Wednesday 18 September 2013

#bookreview: Shade's Children by Garth Nix

Shade's ChildrenShade's Children by Garth Nix
My rating: 3 of 5 stars

Evil Overlords have taken over the world and no one is allowed to live above the age of fourteen. All fourteen year-olds celebrate their Sad Day and are taken off to the Meat Factory. Anyone who tries to escape is hunted down by mutant creatures - Ferrets by night and Myrmidons by day.

Shade is the only adult left on earth - and he himself isn't fully human. His goal is to protect the children and to find away to destroy the Overlords. Aiding him are Ella, Drum, Ninde and Gold-Eye, four teenagers with Change Talents that have given them the ability to continuously evade the Overlords and their creatures.

I picked up Shade's Children because I was very impressed with Nix's The Old Kingdom series. However, this one just wasn't as tantalising. I don't know if it's because of the setting - this is much more science fiction/dystopian whilst Abhorsen is more into old-school magic, bust since all these fall squarely into my normally reading genres, I don't see why it should be an issue for me.

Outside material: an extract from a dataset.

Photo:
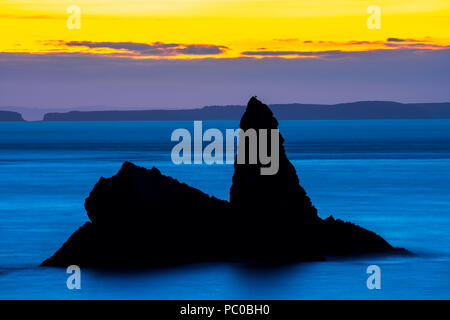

Was it the writing style? Shade's Children wasn't as emotional for me as compared to Abhorsen or the other two books in the series. Or maybe I've been reading too many books standing up for an "issue" that the lack of an identifiable cause made it seem flatter than it would have been previously.

Shade's Children wasn't boring. I kind of liked it. It just wasn't stellar.